Harpia — Maravilhosa essa descoberta. E desde quando você está desenvolvendo esses estudos no Museu Nacional/UFRJ?
Davi Duarte — Inicialmente, o desenvolvimento da minha pesquisa de doutoramento em arqueoastronomia tem como foco os palácios em Creta, na Grécia. Minha ida ao Egito se fez por convite da professora Violeta Pereyra, a fim de utilizar minha metodologia também na Tumba de Neferhotep. Hoje, integro efetivamente a equipe do Proyecto Neferhotep da Universidade de Buenos Aires. Assim, eu participo de duas áreas na arqueologia do Museu Nacional: Egiptologia e Arqueologia do Mediterrâneo.
Harpia — O que você recomendaria para os leitores do boletim ‘Harpia’ conhecerem mais sobre a Arqueoastronomia?

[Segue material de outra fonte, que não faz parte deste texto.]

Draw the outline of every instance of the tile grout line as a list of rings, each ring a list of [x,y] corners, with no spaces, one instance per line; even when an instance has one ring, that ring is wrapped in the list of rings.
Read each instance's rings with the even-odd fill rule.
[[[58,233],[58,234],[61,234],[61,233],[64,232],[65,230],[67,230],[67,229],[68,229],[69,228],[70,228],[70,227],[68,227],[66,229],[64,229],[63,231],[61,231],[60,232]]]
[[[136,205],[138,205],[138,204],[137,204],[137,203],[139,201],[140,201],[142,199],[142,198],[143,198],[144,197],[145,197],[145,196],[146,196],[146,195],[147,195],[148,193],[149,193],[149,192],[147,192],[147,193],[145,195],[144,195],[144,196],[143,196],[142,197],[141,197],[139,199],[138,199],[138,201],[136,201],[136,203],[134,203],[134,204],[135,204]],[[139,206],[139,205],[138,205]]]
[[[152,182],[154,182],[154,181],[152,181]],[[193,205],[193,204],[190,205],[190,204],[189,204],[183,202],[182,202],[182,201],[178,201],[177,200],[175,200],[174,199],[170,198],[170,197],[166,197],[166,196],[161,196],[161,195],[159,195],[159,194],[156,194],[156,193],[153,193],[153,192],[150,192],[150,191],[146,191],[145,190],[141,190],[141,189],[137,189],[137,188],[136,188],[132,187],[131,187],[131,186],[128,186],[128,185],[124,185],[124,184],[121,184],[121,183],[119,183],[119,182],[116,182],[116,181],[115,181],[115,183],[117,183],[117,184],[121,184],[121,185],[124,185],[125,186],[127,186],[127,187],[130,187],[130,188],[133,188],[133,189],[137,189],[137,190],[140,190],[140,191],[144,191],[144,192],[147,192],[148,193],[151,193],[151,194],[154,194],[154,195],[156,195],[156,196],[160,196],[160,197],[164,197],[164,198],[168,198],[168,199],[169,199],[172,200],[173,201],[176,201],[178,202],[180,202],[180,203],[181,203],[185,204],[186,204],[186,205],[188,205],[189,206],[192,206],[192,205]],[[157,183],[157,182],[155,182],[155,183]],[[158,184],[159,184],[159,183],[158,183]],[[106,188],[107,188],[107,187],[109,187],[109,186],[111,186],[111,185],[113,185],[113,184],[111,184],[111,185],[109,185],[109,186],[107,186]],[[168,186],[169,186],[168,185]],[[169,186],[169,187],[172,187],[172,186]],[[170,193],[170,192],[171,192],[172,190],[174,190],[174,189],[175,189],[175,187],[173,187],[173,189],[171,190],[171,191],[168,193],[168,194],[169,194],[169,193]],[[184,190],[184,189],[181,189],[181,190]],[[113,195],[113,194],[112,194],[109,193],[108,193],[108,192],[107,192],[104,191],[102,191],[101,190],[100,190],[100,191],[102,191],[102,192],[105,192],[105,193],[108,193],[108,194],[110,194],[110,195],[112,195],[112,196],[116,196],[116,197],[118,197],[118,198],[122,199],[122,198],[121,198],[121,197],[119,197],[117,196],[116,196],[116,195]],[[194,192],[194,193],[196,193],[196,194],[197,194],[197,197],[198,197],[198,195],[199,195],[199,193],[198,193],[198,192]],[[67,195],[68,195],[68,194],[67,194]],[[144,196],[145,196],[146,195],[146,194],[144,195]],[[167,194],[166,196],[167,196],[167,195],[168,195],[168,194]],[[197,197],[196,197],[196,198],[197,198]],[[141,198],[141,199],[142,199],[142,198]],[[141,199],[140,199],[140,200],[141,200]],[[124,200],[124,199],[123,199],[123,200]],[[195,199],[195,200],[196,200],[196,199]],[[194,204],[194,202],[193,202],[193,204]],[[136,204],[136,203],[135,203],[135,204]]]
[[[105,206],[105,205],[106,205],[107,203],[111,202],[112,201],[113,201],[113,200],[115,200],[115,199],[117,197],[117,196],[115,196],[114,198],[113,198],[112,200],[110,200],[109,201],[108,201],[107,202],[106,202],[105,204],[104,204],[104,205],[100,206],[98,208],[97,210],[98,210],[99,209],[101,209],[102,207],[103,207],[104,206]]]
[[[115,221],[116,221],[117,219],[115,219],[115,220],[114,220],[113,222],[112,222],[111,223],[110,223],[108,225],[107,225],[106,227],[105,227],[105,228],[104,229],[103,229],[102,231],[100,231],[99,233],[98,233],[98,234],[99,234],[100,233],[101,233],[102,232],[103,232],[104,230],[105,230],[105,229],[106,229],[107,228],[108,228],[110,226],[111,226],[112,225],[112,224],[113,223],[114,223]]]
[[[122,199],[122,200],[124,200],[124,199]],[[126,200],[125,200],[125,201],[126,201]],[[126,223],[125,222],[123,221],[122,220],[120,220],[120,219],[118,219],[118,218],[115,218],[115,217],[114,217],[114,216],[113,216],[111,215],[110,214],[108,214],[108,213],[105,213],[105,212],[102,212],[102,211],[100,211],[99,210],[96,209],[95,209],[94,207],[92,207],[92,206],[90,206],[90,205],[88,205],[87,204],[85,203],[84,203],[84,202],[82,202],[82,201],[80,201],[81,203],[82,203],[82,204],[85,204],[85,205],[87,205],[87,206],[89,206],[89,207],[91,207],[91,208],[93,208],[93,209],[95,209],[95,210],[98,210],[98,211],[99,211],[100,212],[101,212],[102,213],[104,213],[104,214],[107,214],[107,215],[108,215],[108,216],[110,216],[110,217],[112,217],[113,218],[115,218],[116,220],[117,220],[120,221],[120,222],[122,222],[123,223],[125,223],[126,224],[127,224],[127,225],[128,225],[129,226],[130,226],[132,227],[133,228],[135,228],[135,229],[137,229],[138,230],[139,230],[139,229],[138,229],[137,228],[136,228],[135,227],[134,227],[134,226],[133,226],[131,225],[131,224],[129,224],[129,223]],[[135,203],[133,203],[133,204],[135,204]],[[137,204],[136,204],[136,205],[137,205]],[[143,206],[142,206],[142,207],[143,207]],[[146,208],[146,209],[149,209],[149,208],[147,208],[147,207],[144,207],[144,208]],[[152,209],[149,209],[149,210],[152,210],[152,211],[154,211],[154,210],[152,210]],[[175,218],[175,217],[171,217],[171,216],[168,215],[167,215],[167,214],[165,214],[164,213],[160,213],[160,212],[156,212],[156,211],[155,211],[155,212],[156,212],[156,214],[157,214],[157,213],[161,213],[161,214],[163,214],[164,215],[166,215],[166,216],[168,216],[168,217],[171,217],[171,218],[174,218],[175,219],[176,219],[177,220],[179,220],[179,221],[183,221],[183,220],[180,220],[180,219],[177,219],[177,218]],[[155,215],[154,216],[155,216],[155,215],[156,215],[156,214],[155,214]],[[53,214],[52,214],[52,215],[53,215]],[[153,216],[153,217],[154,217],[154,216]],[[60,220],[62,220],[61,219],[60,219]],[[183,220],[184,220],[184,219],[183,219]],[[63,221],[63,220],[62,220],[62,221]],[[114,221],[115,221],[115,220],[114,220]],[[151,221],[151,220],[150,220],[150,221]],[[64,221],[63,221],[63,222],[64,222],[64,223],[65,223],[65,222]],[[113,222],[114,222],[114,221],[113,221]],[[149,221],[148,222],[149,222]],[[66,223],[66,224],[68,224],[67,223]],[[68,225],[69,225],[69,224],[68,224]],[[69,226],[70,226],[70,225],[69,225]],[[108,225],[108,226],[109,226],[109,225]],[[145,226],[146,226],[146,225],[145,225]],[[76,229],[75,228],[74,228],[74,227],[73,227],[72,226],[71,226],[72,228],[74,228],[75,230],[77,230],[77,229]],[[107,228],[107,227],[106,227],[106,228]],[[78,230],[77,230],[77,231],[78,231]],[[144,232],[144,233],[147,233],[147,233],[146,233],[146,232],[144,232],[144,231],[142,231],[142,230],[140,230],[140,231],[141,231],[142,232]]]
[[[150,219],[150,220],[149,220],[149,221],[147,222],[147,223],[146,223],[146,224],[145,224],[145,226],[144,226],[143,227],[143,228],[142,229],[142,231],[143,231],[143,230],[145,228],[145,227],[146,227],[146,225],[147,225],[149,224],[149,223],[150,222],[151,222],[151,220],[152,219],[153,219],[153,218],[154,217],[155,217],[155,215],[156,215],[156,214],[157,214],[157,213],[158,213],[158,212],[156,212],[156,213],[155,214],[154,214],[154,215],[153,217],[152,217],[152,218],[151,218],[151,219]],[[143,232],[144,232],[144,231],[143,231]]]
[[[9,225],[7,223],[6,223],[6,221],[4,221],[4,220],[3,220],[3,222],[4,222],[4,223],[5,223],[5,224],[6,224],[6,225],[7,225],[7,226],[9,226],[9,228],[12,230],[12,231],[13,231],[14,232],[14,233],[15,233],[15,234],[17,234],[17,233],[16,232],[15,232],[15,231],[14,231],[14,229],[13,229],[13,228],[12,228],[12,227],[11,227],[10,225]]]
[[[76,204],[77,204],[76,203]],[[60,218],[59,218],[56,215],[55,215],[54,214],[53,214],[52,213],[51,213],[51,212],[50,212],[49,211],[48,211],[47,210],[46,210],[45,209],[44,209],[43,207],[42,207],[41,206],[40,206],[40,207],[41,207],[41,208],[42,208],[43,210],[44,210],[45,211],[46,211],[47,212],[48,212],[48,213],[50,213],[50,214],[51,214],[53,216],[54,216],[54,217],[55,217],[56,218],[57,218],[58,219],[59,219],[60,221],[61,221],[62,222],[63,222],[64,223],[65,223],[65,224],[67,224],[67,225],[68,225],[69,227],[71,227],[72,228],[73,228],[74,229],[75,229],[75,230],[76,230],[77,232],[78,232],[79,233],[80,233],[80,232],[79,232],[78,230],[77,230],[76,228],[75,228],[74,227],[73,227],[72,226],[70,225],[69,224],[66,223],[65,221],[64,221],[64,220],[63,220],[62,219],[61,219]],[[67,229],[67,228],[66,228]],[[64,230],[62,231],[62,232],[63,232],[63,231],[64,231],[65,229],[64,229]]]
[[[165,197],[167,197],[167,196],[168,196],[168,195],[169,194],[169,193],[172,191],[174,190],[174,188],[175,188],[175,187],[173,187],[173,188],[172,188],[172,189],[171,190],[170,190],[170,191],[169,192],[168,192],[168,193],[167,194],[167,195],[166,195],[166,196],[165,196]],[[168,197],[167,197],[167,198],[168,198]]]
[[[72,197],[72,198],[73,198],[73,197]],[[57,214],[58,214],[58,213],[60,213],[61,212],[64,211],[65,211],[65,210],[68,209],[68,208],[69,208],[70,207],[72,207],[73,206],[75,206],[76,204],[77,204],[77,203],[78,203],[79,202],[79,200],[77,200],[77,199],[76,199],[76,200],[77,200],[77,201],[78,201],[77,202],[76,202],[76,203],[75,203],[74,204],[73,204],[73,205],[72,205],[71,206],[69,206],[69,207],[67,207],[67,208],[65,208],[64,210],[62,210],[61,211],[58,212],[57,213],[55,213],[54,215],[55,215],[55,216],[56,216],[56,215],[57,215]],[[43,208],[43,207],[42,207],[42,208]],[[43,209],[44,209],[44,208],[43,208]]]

Davi Duarte — Recomendo, para o dileto iniciante, uma bússola sempre à mão para aferir as arquiteturas monumentais, igrejas antigas, mausoléus, linhas de organização de uma cidade, por exemplo. Entretanto, um aprofundamento na pesquisa sobre a cultura que cerca o objeto de estudo também é essencial para compreendê-lo. Seja num sítio arqueológico — ou mesmo histórico — o uso de um efeito orientacional pelo Homem em relação às suas construções é, por vezes, perceptível e fascinante. Podemos experimentar um olhar astronômico em sítios megalíticos e com inscrições rupestres localizados em diversos lugares no Brasil. O olhar mais atento ao céu e seus eventos pode trazer curiosas descobertas.